Commentary June 06 2026

Aubrey Stewart | Navigating democracy’s necessary tension

Updated 3 hours ago 5 min read

Loading article...

  •  In this file photo JCF personnel are seen verifying documents at a spot check. 

  • Aubrey Stewart

Often, there is a public clash between the Jamaica Constabulary Force (JCF) and the Independent Commission of Investigations (INDECOM). Commissioner Kevin Blake argues that officers deserve support when confronting dangerous criminals; INDECOM presses for stronger accountability measures and body-worn cameras. The pattern has become predictable enough that observers have stopped treating it as news. 

 The ostensibly rancorous exchanges are proof that the relationship is broken or is, at best, irrecoverably adversarial. Those who back the police argue that officers are being judged in retrospect by people who were never in the field; those who back INDECOM insist that accountability cannot yield to institutional convenience. The point is not which view is correct, if either one even is, or whether the relationship between INDECOM and the JCF is “good”. What matters is whether it is doing what democratic governance requires of it. 

 Democratic governance in a country where between 2015 and 2025 there were 14,396 murders, 12,767 shootings, and 1,634 fatal encounters involving the security forces, seems like an unlikely precept.  For a country not at war, these numbers are staggering. In a society sustaining casualties on this scale, who bears responsibility, and to whom do they answer? 

 The commissioner of police looks at those 27,163 incidents and sees a force stretched to its limits. INDECOM looks at the 1,634 security force fatalities and questions, how many genuinely involved an adversary who fired first? They are looking at the same situation from different often irreconcilable vantage points, but this is not, and should not be, a concern. It is precisely what the institutional design intends. 

 Democracies are built on a system of checks, balances, and accountability. Governments answer to legislatures, public agencies to auditors and courts, and officials to the citizens whose lives their decisions shape. No institution granted meaningful authority is exempt from that logic, including the police. 

 CONSEQUENTIAL POWERS

Indeed, the JCF holds some of the most consequential powers the State can confer: its officers can stop, search, arrest, detain, and, in extremis, use lethal force. Those powers are indispensable to public order and citizen protection, but their significance is exactly the reason they cannot be exercised without the independent oversight that INDECOM exists to provide. 

 Its mandate is independent scrutiny when citizens are injured or killed by state actors. It is not designed to replace the police or to impede operational policing. It is the mechanism by which a democratic society makes a commitment to its citizens that when someone dies at the hands of the State, the question of why will be asked by someone with no institutional stake in the answer. 
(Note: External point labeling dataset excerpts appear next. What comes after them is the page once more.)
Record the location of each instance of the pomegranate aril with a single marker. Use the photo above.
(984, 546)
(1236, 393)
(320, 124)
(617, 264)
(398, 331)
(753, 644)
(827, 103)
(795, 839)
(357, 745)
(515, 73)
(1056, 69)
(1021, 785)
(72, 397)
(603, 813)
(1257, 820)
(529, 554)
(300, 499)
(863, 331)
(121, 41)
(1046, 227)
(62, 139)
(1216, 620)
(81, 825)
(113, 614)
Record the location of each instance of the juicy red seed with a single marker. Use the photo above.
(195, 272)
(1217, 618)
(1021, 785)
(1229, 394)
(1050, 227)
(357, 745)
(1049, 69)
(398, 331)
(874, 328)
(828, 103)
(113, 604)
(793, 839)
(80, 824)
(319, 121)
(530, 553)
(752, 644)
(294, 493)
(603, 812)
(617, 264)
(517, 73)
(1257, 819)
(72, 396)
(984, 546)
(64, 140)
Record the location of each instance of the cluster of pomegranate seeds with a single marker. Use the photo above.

 Between 2024 and July 2025, INDECOM investigated 288 fatal shootings involving members of the security forces. The cumulative pattern warrants concern: operations that end in death, thin independent evidence, families pursuing answers through official channels that often produce none, and communities required to trust institutions that cannot always account for what occurred. 

 The accountability challenge is structural It predates the body-camera debate and will persist long after every officer is equipped with one. 
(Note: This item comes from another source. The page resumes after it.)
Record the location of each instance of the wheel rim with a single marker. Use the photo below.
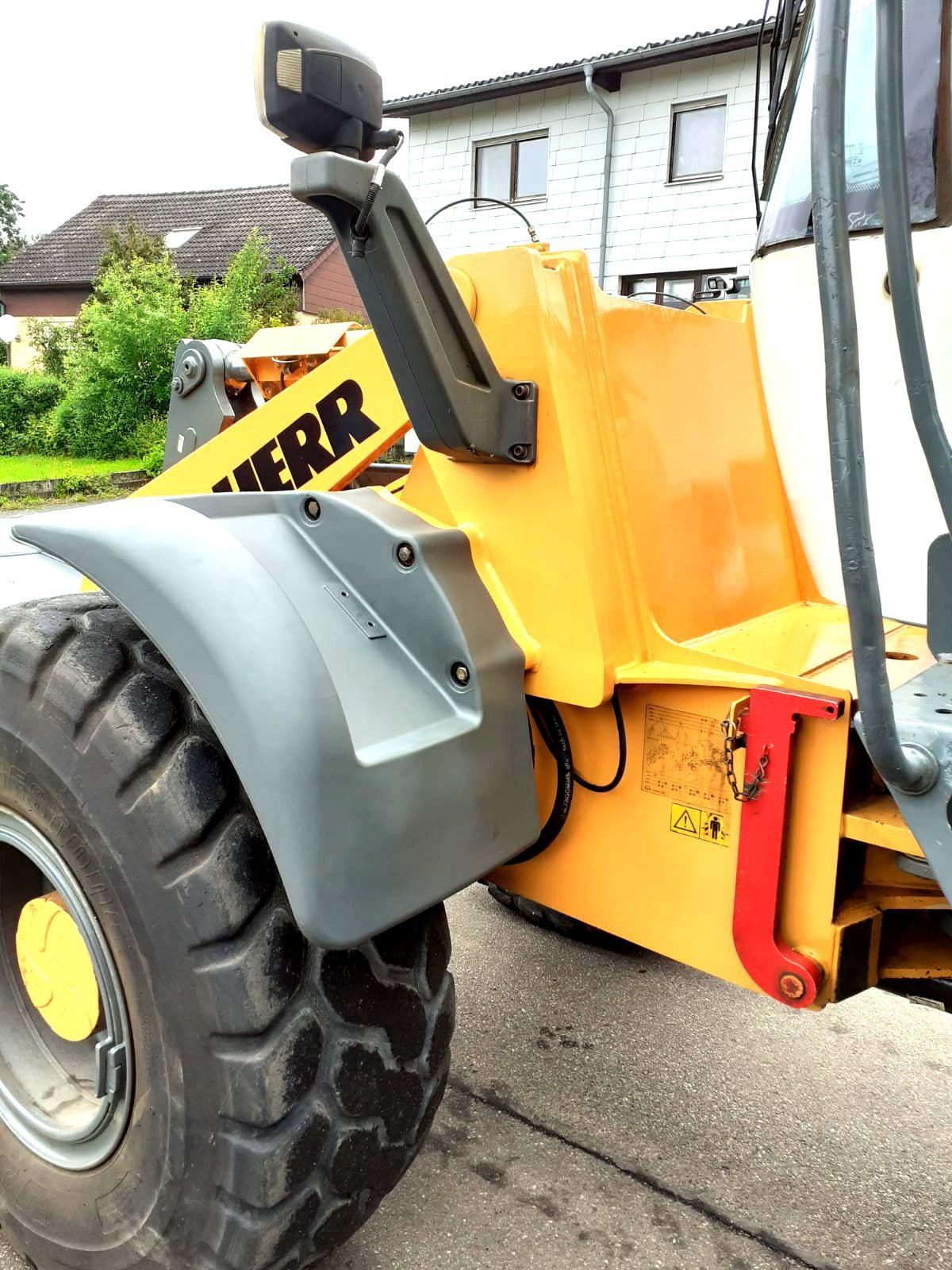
(67, 1102)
 POLICE SIDE OF THE STORY 

 Accountability, though, is one half of the equation. 

 Police officers work in environments that are genuinely dangerous and often unpredictable, where decisions that will later be scrutinised for months are made in seconds. The complaint that such decisions are then judged retrospectively, by people who faced none of the same risks, is not without force. Officers and their representative bodies have long argued that what they view as excessive scrutiny discourages proactive policing and that drawn-out investigations, combined with sustained public criticism, corrode both morale and operational confidence. 
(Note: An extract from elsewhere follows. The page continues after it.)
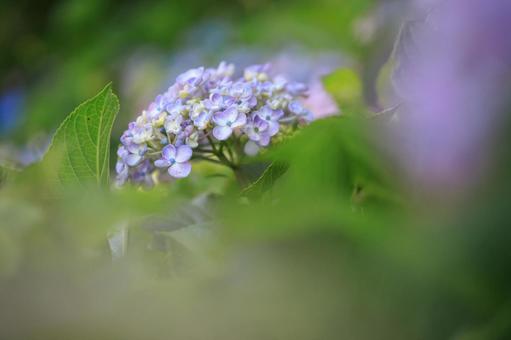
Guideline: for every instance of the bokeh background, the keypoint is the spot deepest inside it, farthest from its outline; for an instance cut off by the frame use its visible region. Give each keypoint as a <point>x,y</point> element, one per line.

 Those concerns deserve serious engagement rather than dismissal. Research has found that officers can become measurably more cautious under conditions of intense public scrutiny though the evidence on so-called “de-policing” is contested and context-dependent. What most officers appear to want is not freedom from oversight but confidence that it will be conducted fairly, efficiently, and by people who understand what the work actually demands. 

 Commissioner Blake points to outcomes. Murders fell by more than 40 per cent in 2025. Those gains came from officers moving into dangerous communities, dismantling criminal networks, and taking firearms off the streets. They were not the product of public commentary or op-eds. 

 For many serving officers, that operational record is what any conversation about accountability must take as its starting point. 

 

DEMOCRACY’S DISCOMFORT 

 The assumption that the JCF and INDECOM ought to get on is itself worth questioning. Auditors are not expected to be friendly with the agencies they audit. Judges are not there to agree with prosecutors. Parliament does not exist to endorse the Executive. 

 The relationship between INDECOM and the JCF was never going to be easy, nor was it meant to be. Oversight was designed to be independent, and independence generates friction by definition. 

 A police force that escapes independent scrutiny will eventually forfeit public confidence; an oversight body that fails to press the institutions it monitors will become a formality. The friction between INDECOM and the JCF is not evidence of institutional failure. It is what accountability looks like when it is functioning as intended. 

 The practical challenge is keeping both institutions professional, evidence-driven, and genuinely focused on the interests of the public they serve rather than the institutional interests of their own organisations. 

 The challenge Jamaica faces is preserving security and accountability.

The relationship between the JCF and INDECOM will never be easy because the responsibilities they carry are inherently in tension. One is tasked with confronting violence and disorder. The other with ensuring that in doing so, the State remains answerable to the law and the public it serves.

Democracies are not sustained because institutions agree with one another. They endure because institutions are designed to question, constrain, and challenge one another. The disagreement between the JCF and INDECOM may at times be uncomfortable, but comfort was never the objective. Public trust was.

The measure of success is, therefore, not whether the argument ends but whether it continues to be conducted in the service of the people.